Getting Data In

Universal forwarder high CPU and memory usage

Explorer

I've just installed Splunk Universal Forwarder 4.2.1 on a Linux server. I've pointed it at the whole of /var/log, which amounts to 3220 files, 24 directories and 467MiB of data.

Both CPU and memory usage of the forwarder seems to be way too high.

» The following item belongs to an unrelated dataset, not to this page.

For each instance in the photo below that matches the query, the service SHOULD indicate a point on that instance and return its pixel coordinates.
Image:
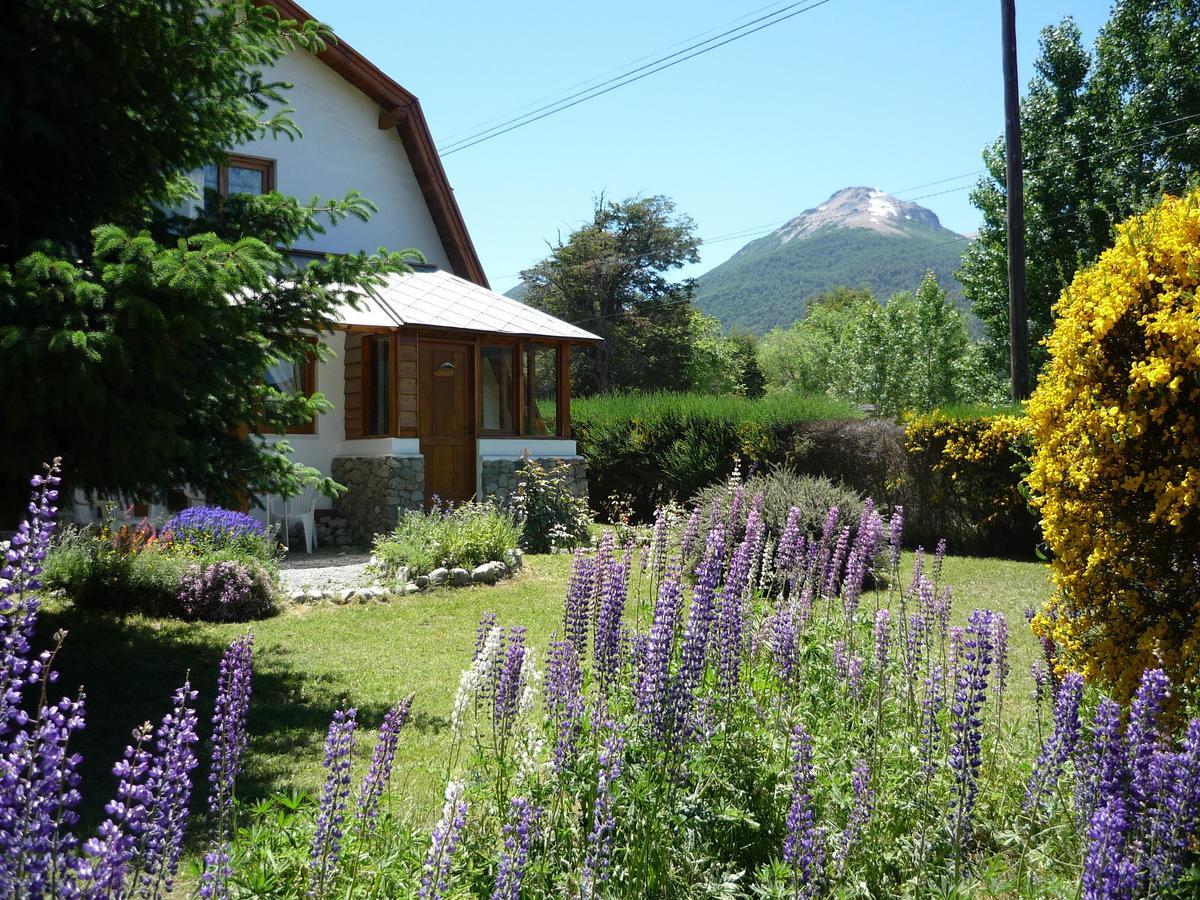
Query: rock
(486, 574)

One splunkd process seems to almost continuously use 100% of one CPU, and this same process is using 525MiB(!) of memory.

I don't see anything pertinent in the splunkd logs. strace of the splunkd process shows it calling futex() and epoll_wait() a lot and not much else...

John.

I ran into a similar problem with the latest version of the Universal Forwarder (5.0.4) eating up pretty much all my 3 hosts' 8 GB of RAM, then eating all the swap, and ultimately causing it to fall over.

What fixed it for me was disabling a rogue input in the Unix app that I'd installed, which was generating large numbers of errors in the splunkd.log along the following lines...

08-02-2013 11:12:17.610 +0100 WARN  FilesystemChangeWatcher - error reading directory "/home/[blahblah]": Permission denied
08-02-2013 11:12:17.699 +0100 ERROR TailingProcessor - Unable to resolve path for symlink: /home/[blahblah].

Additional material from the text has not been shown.